You do notice that the bike isn’t as quick as the Brutale or recently released Stradale, but they of course do sit in a different bracket. The Turismo Veloce is by no means slow, it’s just not as blisteringly quick as the other 800’s in MV Agusta’s Range.
Handling wise, it’s another gem. MV Agusta has really sorted things out for its production machines and even on the base model we were riding which uses conventional suspension (and not the semi-active unit that is found on the next model up Lusso), it handles bumps and potholes with ease. It also feels super sharp and unlike many other tourers, leans over into corners incredibly easily. The bars are at the ideal width to provide great swathes of leverage to push through tight turns, and the comparatively short wheelbase of 57.5 inches isn’t far off other bikes with bigger sportsbike credentials.
Even with that shorter wheelbase, the Turismo Veloce feels beautifully planted and stable on long stretches of road. And unlike the Stradale we tested last year, the Turismo Veloce is extremely comfortable and well suited to taller people. Where the Stradale attempted to ensure I’d never have the chance to father children whenever I went hard on the anchors, the Veloce provides ample room to move backwards and forwards on the seat. In fact the whole ergonomics of the bike make it a pleasure to ride. Bars are just wide enough and positioned in a way that leaves you feeling relaxed yet totally in control at the same time. The seat is extremely comfortable and the rider triangle feels spot on.

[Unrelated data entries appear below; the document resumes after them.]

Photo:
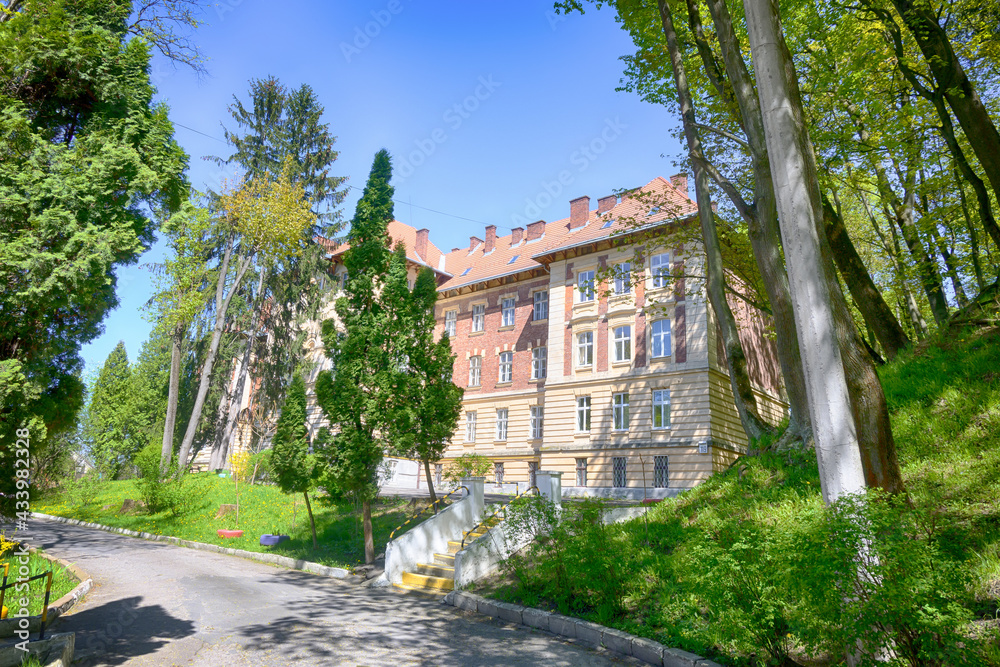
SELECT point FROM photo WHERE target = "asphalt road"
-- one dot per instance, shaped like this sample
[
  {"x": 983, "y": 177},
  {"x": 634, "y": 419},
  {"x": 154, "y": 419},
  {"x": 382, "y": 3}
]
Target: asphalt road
[{"x": 158, "y": 604}]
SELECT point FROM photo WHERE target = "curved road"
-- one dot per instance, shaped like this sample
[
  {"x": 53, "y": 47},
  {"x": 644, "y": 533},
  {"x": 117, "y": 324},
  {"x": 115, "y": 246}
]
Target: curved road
[{"x": 159, "y": 604}]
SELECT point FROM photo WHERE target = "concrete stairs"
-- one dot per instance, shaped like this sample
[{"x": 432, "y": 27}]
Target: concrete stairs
[{"x": 438, "y": 577}]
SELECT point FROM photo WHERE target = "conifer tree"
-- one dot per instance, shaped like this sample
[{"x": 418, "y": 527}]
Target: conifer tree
[
  {"x": 290, "y": 459},
  {"x": 360, "y": 395}
]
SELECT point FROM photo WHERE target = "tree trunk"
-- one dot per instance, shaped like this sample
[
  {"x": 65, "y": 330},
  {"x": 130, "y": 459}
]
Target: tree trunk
[
  {"x": 746, "y": 402},
  {"x": 173, "y": 397},
  {"x": 430, "y": 482},
  {"x": 366, "y": 517},
  {"x": 312, "y": 521},
  {"x": 878, "y": 316},
  {"x": 221, "y": 306},
  {"x": 765, "y": 236},
  {"x": 793, "y": 169},
  {"x": 951, "y": 79}
]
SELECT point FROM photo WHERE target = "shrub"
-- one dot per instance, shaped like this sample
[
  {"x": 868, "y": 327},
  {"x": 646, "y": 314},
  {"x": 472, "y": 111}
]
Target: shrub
[{"x": 468, "y": 465}]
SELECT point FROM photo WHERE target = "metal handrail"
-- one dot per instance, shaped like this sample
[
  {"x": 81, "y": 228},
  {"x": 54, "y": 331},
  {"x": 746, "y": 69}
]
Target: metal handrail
[
  {"x": 435, "y": 504},
  {"x": 466, "y": 534}
]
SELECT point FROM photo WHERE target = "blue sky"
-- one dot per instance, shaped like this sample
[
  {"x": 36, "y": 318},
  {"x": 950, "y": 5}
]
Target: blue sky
[{"x": 483, "y": 106}]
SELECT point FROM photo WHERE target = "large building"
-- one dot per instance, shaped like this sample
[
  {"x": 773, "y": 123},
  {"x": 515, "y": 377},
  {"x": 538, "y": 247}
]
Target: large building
[{"x": 579, "y": 355}]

On the flipside, the seat height has the potential to scare a few people off. At 850 mm, you’re going to need to be fairly tall to feel comfortable scooting around at low speed or when stopped, although the seat is relatively narrow. Another complaint is the rear brake pedal. I like to have my boots on the outside of the pegs which normally isn’t a problem, but the Turismo Veloce’s pedal sits quite close to the bike meaning you’ve either got to have your feet hugging the frame or you need to angle your foot in quite dramatically.
Adding further to its touring credentials, the Turismo Veloce gets a hydraulically controlled clutch which feels so light you could probably pull it in with your pinky finger. It also features a mechanical slipper clutch instead of the electric type as featured on the Stradale. We’re not sure the reason why though as the Stradale’s did a fine job without the additional mechanical weight.
Electronics wise, MV Agusta continues to be near the pointy end of the field with what it offers. As we mentioned before, engine modes are available being sport, touring and rain, as well as the custom option. Some of the parameters that can be customised are the engine torque curve in-line with power output (two levels), rev limiter cut-in point (hard or soft), throttle sensitivity (three levels), engine braking (two levels), engine response (two levels) and of course the traction control (eight levels). ABS can either be on or off. In worsening light, a photodiode switches the the running lights to low-beam
MV Agusta claims that the development and release of the Turismo Veloce was a bold move on their part and that’s a fair claim. Prior to now they’ve only played in the superbike and roadster market with only slightly deviations from either. It shows how much of a purple patch the company is in at the moment that they’ve nailed it so well.